Capítulo 2
Era la hora de la cena y todos ocuparon sus lugares en la larga mesa del comedor. Serafina se sentó a la derecha de mamá, Dario a la izquierda de papá, mientras que a mí me relegaron al extremo más alejado. Antes yo ocupaba el sitio donde ahora estaba Serafina, pero mamá me trasladó al pie de la mesa tras su llegada.
Podía ver el vapor que se elevaba del plato y oler el aroma de la pasta frente a mí, pero mi estómago seguía sin reaccionar. En la academia me enseñaron que la ingesta se clasificaba como una reposición funcional de energía, ajena a cualquier vínculo con el placer o el apetito biológico.
—Adelante, come —ordenó mamá con desinterés.
Tomé el tenedor sin demora; en mi plato había pasta, carne de res, zanahorias y brócoli.
Dario me miró sorprendido mientras yo masticaba los vegetales.
—¿En serio ahora comes zanahorias? ¡Antes eras insoportable con la comida! ¡Mamá te perseguía por toda la casa solo para que le dieras una mordida a una zanahoria!

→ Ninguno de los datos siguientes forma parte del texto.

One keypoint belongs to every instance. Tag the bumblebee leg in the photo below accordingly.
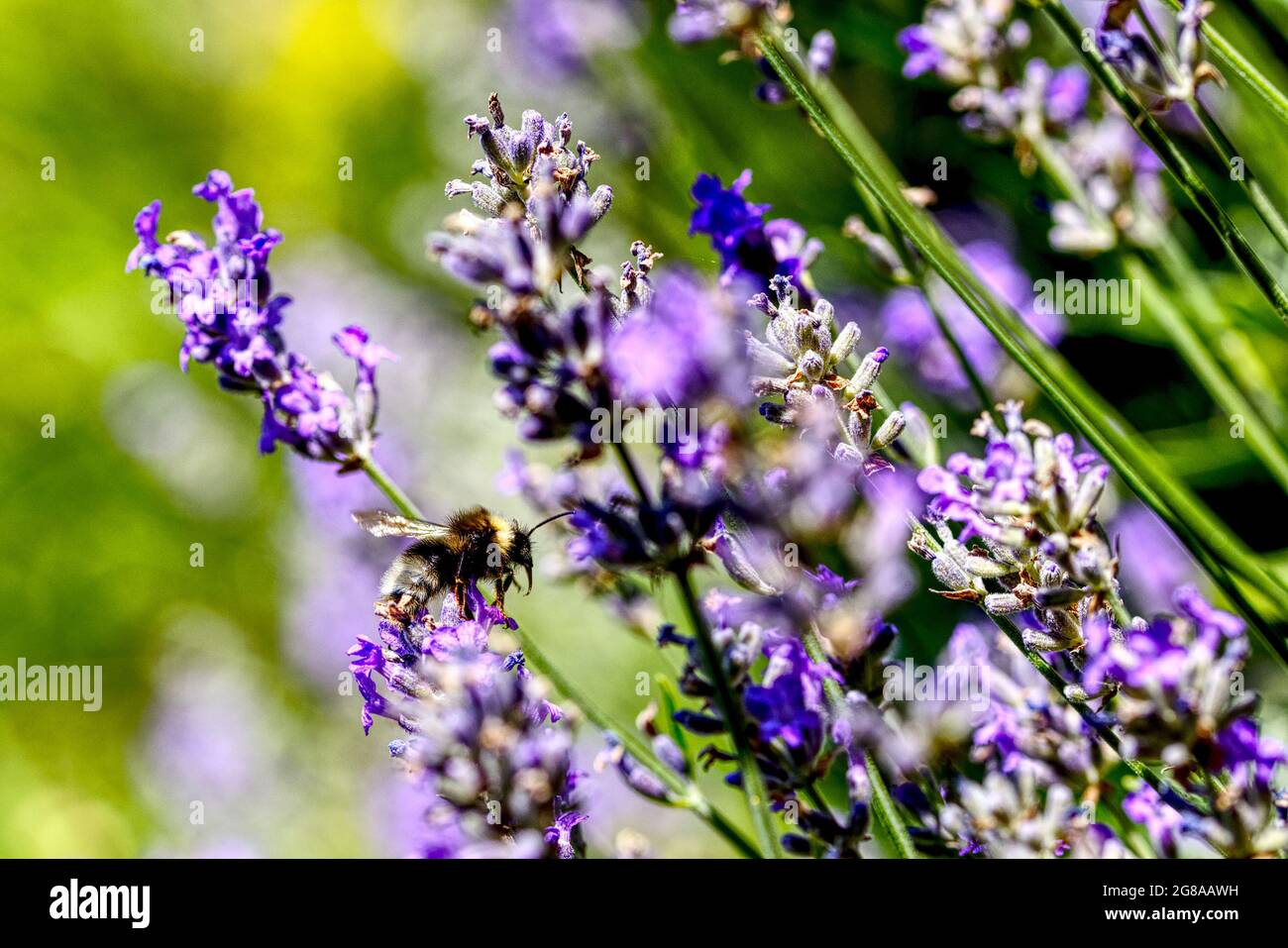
(387, 608)
(498, 601)
(459, 591)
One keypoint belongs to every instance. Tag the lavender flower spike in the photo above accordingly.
(223, 298)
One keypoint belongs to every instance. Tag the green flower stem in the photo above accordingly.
(1270, 214)
(1232, 346)
(917, 272)
(1094, 720)
(686, 792)
(1216, 548)
(1235, 243)
(1240, 359)
(1198, 356)
(1235, 62)
(395, 494)
(752, 781)
(883, 804)
(1224, 146)
(1166, 791)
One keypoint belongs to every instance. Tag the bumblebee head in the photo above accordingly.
(520, 549)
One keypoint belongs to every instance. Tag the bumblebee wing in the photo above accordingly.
(381, 523)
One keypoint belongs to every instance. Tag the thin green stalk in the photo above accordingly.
(1236, 63)
(917, 272)
(729, 707)
(883, 804)
(986, 399)
(752, 781)
(1094, 720)
(1235, 243)
(1166, 791)
(1212, 543)
(1270, 214)
(686, 792)
(1225, 147)
(395, 494)
(1236, 355)
(1232, 346)
(1198, 356)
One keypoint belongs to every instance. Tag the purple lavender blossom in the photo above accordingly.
(231, 320)
(750, 247)
(683, 350)
(482, 740)
(697, 21)
(558, 38)
(910, 325)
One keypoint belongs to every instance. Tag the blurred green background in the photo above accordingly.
(222, 682)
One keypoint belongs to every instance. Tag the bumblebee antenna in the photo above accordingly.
(566, 513)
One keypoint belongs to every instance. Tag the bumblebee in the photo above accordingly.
(473, 545)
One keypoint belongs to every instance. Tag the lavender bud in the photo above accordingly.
(870, 369)
(890, 429)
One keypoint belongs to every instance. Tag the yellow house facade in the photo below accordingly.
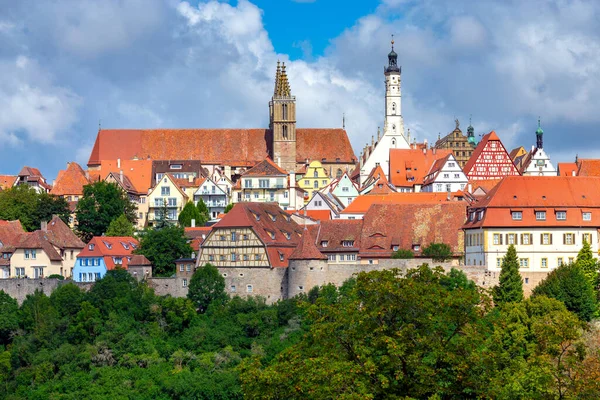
(314, 180)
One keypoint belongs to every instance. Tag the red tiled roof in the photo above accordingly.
(408, 167)
(405, 225)
(7, 181)
(265, 168)
(481, 148)
(529, 194)
(567, 169)
(238, 147)
(362, 203)
(306, 249)
(70, 181)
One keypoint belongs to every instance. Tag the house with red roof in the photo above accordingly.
(490, 160)
(104, 253)
(547, 218)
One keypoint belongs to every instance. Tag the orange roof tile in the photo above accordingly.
(362, 203)
(239, 147)
(408, 167)
(70, 181)
(529, 194)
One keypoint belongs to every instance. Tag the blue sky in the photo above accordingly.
(66, 64)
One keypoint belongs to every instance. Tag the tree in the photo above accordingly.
(162, 247)
(402, 254)
(190, 212)
(438, 252)
(510, 287)
(569, 284)
(207, 286)
(102, 202)
(120, 226)
(204, 214)
(588, 264)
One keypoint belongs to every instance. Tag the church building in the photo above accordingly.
(393, 128)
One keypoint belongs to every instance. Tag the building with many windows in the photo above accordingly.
(546, 218)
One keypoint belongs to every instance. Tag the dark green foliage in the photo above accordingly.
(190, 212)
(510, 287)
(569, 284)
(31, 208)
(120, 226)
(207, 287)
(162, 247)
(204, 214)
(102, 202)
(438, 252)
(403, 254)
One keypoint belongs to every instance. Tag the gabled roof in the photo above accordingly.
(265, 168)
(362, 203)
(567, 169)
(237, 147)
(306, 249)
(406, 225)
(7, 181)
(70, 181)
(408, 167)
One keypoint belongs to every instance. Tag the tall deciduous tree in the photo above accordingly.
(162, 247)
(190, 212)
(569, 284)
(207, 286)
(204, 214)
(120, 226)
(588, 264)
(510, 288)
(102, 202)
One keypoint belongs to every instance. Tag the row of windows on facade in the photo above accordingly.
(539, 215)
(499, 239)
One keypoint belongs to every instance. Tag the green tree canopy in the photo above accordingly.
(207, 287)
(120, 226)
(102, 202)
(438, 252)
(569, 284)
(30, 207)
(162, 247)
(190, 212)
(588, 264)
(510, 287)
(204, 214)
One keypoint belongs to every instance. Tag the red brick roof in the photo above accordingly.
(70, 181)
(239, 147)
(406, 225)
(408, 167)
(265, 168)
(529, 194)
(306, 249)
(7, 181)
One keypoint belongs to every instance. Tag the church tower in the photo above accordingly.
(394, 124)
(282, 112)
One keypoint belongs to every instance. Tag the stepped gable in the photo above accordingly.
(70, 181)
(407, 225)
(236, 147)
(306, 249)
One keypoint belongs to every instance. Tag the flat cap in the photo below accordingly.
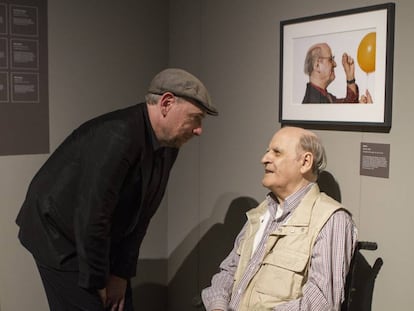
(184, 84)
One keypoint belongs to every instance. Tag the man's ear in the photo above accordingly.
(307, 162)
(166, 101)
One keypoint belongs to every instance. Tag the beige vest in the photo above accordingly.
(288, 250)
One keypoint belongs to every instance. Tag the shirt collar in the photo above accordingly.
(289, 204)
(154, 141)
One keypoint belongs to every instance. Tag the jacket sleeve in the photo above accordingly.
(104, 166)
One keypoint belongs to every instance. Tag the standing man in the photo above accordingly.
(88, 208)
(294, 252)
(320, 67)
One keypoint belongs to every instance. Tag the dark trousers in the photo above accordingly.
(64, 294)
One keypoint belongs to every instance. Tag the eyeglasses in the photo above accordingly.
(330, 58)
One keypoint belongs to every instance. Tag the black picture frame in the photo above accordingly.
(344, 31)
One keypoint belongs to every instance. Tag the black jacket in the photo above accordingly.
(88, 207)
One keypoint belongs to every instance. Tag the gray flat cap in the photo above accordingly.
(184, 84)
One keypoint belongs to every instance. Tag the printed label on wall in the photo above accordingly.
(24, 98)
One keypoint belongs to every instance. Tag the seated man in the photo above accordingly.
(295, 249)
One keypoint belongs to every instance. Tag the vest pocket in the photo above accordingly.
(281, 275)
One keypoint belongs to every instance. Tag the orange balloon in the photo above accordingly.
(366, 52)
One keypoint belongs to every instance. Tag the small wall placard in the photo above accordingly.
(375, 160)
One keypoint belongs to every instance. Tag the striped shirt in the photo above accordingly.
(331, 256)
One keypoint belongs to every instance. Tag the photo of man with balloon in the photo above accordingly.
(320, 64)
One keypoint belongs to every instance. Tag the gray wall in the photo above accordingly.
(236, 52)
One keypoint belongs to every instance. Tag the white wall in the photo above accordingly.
(237, 55)
(102, 55)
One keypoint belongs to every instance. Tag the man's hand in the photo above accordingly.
(113, 296)
(366, 99)
(349, 66)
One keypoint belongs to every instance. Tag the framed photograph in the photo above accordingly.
(336, 70)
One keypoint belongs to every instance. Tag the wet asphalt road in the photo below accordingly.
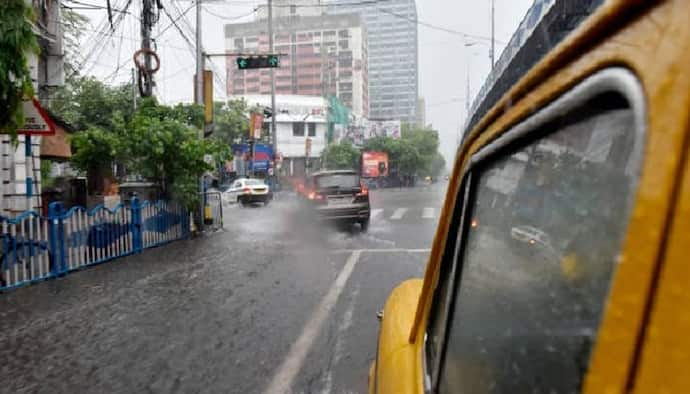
(273, 303)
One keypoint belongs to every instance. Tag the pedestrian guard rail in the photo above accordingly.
(35, 247)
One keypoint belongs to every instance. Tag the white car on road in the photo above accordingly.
(530, 235)
(247, 191)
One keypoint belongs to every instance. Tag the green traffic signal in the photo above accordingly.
(262, 61)
(273, 61)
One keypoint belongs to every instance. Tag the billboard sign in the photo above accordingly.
(36, 120)
(374, 164)
(257, 121)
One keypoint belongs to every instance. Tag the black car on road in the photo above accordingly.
(339, 196)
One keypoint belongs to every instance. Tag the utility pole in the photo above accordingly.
(199, 80)
(199, 99)
(134, 88)
(493, 17)
(146, 27)
(274, 129)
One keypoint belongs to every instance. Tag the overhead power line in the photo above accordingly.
(401, 16)
(173, 22)
(230, 18)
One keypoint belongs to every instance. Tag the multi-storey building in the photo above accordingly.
(47, 74)
(392, 37)
(323, 55)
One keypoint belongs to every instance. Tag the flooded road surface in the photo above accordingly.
(273, 303)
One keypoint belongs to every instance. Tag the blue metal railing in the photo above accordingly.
(35, 247)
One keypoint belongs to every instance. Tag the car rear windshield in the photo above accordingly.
(337, 180)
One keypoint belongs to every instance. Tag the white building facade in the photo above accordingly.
(299, 119)
(46, 73)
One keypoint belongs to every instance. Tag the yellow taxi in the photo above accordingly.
(561, 262)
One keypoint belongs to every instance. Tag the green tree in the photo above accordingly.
(86, 102)
(73, 24)
(341, 156)
(162, 147)
(230, 120)
(17, 40)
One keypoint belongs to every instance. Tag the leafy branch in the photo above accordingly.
(17, 40)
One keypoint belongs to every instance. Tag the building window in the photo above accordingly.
(298, 129)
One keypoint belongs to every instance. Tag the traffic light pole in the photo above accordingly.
(199, 99)
(274, 130)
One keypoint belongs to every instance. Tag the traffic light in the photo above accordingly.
(262, 61)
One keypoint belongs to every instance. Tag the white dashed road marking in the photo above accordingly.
(376, 212)
(283, 379)
(399, 213)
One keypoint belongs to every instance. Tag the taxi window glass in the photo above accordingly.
(536, 269)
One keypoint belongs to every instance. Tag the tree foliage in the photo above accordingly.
(86, 102)
(341, 156)
(73, 25)
(163, 145)
(17, 41)
(230, 121)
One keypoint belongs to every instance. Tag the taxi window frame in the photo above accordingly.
(613, 79)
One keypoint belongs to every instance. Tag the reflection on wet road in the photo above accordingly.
(274, 302)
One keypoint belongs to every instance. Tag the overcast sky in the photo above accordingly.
(443, 57)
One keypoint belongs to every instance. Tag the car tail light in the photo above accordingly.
(364, 191)
(316, 196)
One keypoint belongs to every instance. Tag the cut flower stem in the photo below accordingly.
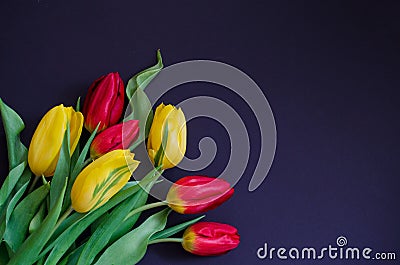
(166, 240)
(145, 207)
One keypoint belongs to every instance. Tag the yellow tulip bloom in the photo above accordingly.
(102, 179)
(176, 144)
(45, 146)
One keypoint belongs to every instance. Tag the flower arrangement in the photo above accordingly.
(69, 202)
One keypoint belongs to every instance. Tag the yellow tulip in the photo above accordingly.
(102, 179)
(176, 144)
(45, 146)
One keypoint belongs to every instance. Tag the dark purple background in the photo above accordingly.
(330, 70)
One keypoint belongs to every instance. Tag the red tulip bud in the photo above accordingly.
(210, 239)
(104, 102)
(115, 137)
(197, 194)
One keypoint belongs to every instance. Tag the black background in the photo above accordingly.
(330, 70)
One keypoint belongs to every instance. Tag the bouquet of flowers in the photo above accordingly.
(65, 201)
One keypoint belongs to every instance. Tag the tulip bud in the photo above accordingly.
(115, 137)
(104, 102)
(102, 179)
(198, 194)
(176, 143)
(45, 146)
(210, 239)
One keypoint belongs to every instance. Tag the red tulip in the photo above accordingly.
(197, 194)
(115, 137)
(210, 239)
(104, 102)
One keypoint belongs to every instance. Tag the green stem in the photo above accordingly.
(145, 207)
(166, 240)
(36, 178)
(63, 217)
(87, 161)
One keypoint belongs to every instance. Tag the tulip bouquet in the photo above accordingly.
(70, 201)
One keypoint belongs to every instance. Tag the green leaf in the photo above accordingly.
(13, 126)
(4, 258)
(78, 104)
(80, 163)
(141, 110)
(17, 226)
(9, 184)
(127, 225)
(64, 241)
(17, 152)
(37, 220)
(77, 169)
(131, 248)
(28, 253)
(175, 229)
(143, 78)
(15, 200)
(62, 170)
(72, 258)
(100, 238)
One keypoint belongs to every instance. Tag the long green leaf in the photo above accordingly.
(17, 152)
(17, 226)
(4, 258)
(62, 170)
(170, 231)
(143, 78)
(79, 164)
(13, 202)
(37, 220)
(100, 238)
(28, 253)
(9, 184)
(127, 225)
(142, 111)
(139, 104)
(64, 241)
(131, 248)
(13, 126)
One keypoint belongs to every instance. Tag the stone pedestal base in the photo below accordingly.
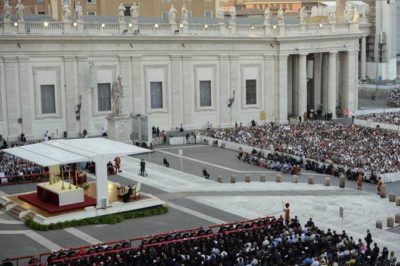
(119, 128)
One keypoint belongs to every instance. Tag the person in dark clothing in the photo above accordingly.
(127, 195)
(368, 239)
(142, 168)
(165, 162)
(205, 173)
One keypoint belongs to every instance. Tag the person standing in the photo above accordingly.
(142, 167)
(359, 181)
(379, 185)
(286, 213)
(117, 161)
(368, 239)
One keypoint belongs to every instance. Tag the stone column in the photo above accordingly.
(224, 91)
(27, 109)
(269, 87)
(325, 82)
(84, 91)
(363, 57)
(176, 108)
(138, 90)
(234, 82)
(282, 89)
(350, 82)
(302, 92)
(13, 99)
(332, 83)
(317, 80)
(71, 95)
(125, 70)
(188, 91)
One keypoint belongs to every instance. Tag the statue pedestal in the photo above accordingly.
(119, 128)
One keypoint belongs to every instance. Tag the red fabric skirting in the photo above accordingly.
(33, 199)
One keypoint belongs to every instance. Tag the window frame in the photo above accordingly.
(98, 98)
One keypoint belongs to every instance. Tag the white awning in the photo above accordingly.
(65, 151)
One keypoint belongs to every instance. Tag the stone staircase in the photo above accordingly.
(19, 212)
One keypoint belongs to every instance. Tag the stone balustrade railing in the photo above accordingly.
(107, 29)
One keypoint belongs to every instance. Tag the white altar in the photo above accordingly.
(55, 193)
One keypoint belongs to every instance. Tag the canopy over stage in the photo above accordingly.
(66, 151)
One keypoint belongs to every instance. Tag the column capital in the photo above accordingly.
(69, 58)
(124, 57)
(82, 58)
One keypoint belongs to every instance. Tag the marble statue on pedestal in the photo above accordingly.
(267, 16)
(281, 16)
(185, 15)
(220, 16)
(19, 8)
(303, 15)
(7, 11)
(356, 15)
(121, 13)
(67, 11)
(135, 12)
(172, 15)
(78, 12)
(332, 15)
(232, 12)
(117, 93)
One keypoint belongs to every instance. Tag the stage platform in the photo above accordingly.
(33, 199)
(45, 214)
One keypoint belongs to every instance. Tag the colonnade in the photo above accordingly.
(331, 83)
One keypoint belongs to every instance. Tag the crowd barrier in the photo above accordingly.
(82, 251)
(387, 178)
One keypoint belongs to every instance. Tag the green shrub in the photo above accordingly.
(106, 219)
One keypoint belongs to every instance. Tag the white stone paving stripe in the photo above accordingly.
(227, 168)
(38, 238)
(81, 235)
(196, 213)
(182, 147)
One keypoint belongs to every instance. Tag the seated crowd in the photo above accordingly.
(393, 99)
(367, 150)
(13, 169)
(386, 118)
(263, 241)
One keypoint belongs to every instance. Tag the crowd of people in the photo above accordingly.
(393, 99)
(263, 241)
(13, 169)
(372, 151)
(386, 118)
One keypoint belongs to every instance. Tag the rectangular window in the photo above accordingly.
(104, 97)
(205, 93)
(208, 13)
(48, 99)
(165, 16)
(156, 96)
(251, 91)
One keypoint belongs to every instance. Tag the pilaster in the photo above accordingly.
(302, 93)
(125, 70)
(138, 97)
(71, 95)
(84, 91)
(332, 83)
(224, 91)
(282, 89)
(188, 91)
(27, 110)
(12, 95)
(176, 109)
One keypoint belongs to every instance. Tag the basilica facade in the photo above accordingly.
(58, 77)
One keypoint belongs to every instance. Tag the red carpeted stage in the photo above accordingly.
(33, 199)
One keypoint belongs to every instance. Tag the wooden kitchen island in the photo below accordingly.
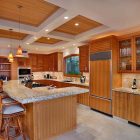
(48, 112)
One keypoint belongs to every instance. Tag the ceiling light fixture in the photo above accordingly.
(76, 24)
(66, 17)
(19, 51)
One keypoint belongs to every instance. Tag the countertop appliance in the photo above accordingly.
(24, 72)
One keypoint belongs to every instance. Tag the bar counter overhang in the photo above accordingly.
(48, 112)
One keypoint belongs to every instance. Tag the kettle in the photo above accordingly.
(82, 79)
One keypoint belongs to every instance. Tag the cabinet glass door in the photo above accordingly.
(138, 53)
(125, 55)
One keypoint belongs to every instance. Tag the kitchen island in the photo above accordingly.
(48, 112)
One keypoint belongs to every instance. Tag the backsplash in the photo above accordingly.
(59, 75)
(127, 80)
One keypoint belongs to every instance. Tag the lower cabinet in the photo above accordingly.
(100, 104)
(134, 108)
(126, 106)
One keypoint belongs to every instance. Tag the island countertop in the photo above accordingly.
(25, 95)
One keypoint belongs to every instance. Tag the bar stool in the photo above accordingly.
(10, 112)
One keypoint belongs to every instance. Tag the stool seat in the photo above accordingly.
(3, 94)
(8, 100)
(13, 109)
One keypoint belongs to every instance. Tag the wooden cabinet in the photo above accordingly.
(119, 105)
(99, 104)
(125, 55)
(126, 106)
(50, 62)
(22, 62)
(129, 54)
(134, 108)
(84, 58)
(103, 73)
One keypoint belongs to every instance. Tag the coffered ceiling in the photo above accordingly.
(33, 12)
(58, 19)
(77, 25)
(48, 40)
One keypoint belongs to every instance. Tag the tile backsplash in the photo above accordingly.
(127, 80)
(59, 75)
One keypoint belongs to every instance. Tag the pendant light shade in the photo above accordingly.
(10, 55)
(19, 51)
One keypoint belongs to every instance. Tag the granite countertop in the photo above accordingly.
(127, 90)
(25, 95)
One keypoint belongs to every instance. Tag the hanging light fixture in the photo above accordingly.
(19, 51)
(10, 56)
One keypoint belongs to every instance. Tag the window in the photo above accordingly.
(72, 65)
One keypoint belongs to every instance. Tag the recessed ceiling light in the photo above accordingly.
(76, 24)
(66, 17)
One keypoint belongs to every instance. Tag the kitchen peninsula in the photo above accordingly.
(48, 112)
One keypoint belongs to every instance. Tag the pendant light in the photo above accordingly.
(10, 56)
(19, 51)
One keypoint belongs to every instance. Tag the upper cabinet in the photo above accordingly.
(129, 54)
(50, 62)
(84, 58)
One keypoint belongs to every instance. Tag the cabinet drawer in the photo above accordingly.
(100, 104)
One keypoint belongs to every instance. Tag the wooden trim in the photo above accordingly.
(64, 59)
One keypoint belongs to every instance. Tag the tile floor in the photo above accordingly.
(96, 126)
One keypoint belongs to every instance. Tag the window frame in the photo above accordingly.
(64, 72)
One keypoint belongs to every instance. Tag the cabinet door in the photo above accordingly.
(134, 108)
(100, 78)
(119, 105)
(84, 58)
(100, 104)
(125, 55)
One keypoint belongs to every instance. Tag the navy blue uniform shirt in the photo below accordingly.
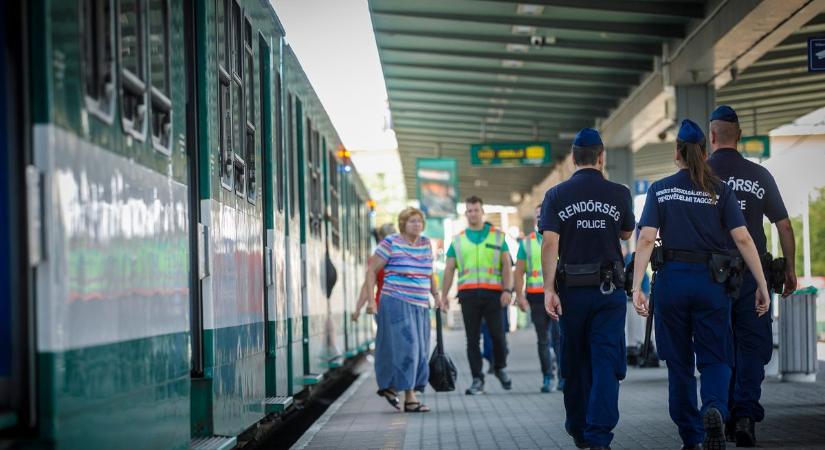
(755, 189)
(589, 213)
(686, 217)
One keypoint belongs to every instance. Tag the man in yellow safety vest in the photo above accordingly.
(547, 330)
(484, 287)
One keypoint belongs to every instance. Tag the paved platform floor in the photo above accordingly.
(524, 418)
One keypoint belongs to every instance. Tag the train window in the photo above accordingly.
(224, 105)
(251, 194)
(316, 183)
(98, 63)
(249, 80)
(249, 114)
(237, 42)
(265, 114)
(279, 146)
(132, 70)
(297, 135)
(223, 12)
(224, 34)
(334, 201)
(159, 74)
(290, 154)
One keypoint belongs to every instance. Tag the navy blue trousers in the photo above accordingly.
(593, 360)
(692, 317)
(753, 346)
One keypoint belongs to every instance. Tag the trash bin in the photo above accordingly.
(797, 336)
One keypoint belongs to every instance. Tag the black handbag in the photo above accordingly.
(442, 370)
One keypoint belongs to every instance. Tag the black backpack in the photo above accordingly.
(442, 369)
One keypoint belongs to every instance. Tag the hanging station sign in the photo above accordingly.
(509, 154)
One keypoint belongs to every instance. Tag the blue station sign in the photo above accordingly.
(816, 54)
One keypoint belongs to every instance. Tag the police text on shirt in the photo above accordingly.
(590, 206)
(684, 195)
(743, 185)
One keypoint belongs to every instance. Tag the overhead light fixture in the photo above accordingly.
(511, 63)
(518, 48)
(524, 29)
(528, 9)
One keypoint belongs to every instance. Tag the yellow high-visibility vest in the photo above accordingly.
(535, 279)
(479, 265)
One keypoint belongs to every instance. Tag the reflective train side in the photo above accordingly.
(185, 232)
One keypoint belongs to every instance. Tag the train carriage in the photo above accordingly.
(184, 208)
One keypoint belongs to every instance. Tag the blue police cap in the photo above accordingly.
(724, 112)
(689, 131)
(587, 137)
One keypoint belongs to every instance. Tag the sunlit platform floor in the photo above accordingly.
(524, 418)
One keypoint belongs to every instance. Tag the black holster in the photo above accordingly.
(606, 275)
(728, 269)
(774, 269)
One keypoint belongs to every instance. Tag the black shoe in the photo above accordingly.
(730, 430)
(745, 433)
(577, 440)
(506, 382)
(476, 388)
(714, 430)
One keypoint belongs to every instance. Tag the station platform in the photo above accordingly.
(524, 418)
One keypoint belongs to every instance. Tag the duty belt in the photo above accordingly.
(725, 268)
(606, 275)
(687, 256)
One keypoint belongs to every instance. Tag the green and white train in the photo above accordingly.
(182, 236)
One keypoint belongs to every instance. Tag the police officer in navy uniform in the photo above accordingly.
(694, 213)
(582, 222)
(758, 196)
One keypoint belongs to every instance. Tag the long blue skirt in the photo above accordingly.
(402, 345)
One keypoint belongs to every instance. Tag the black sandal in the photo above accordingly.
(390, 396)
(419, 407)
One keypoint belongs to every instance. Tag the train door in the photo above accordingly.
(336, 308)
(17, 398)
(277, 397)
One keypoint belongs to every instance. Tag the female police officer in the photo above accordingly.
(692, 210)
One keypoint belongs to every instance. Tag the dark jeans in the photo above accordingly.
(478, 304)
(547, 334)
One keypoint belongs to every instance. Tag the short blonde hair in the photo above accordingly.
(405, 215)
(385, 230)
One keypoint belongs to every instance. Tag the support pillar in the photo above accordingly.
(619, 166)
(695, 102)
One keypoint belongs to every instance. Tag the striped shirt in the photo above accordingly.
(409, 269)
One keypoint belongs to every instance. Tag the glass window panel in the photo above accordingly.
(237, 123)
(159, 45)
(131, 37)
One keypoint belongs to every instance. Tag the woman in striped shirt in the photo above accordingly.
(403, 338)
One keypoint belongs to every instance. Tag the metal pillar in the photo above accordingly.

No le ofrecí respuesta; pinché otra rodaja y la consumí con precisión mecánica. Después de todo, el profesor Caruso nos había enseñado que las preferencias personales no eran más que “residuo sentimental”, una señal de un reacondicionamiento imperfecto.
En el tercer mes, me encerraron en la celda de aislamiento durante cuarenta y ocho horas por negarme a comer zanahorias. Apenas me liberaron, me comí los vegetales obedientemente, al igual que la coliflor, la cebolla y el ajo. Comía todo lo que antes evitaba.
Mamá asintió en señal de aprobación; después de todo, siempre había preferido a los niños que no eran quisquillosos para comer. Antes, lo exigente que era con la comida le provocaba dolores de cabeza constantes.
Acto seguido, pinché el pescado de mi plato. Me llevé el trozo de bacalao a la boca, lo mastiqué quince veces y luego lo tragué.
Papá dejó de cortar, manteniendo el cuchillo y el tenedor inmóviles en el aire.
—¿Viviana en serio se comió el bacalao?
La expresión de mamá cambió.
—Eres alérgica al bacalao, ¿no, Viviana? Cuando eras niña, probaste un bocado y se te hinchó la garganta al punto de que apenas podías respirar. Fue tan grave que tuve que llamar al médico en plena madrugada.
Dario bajó el tenedor y preguntó con incredulidad:
—¿Esa academia de algún modo le curó las alergias?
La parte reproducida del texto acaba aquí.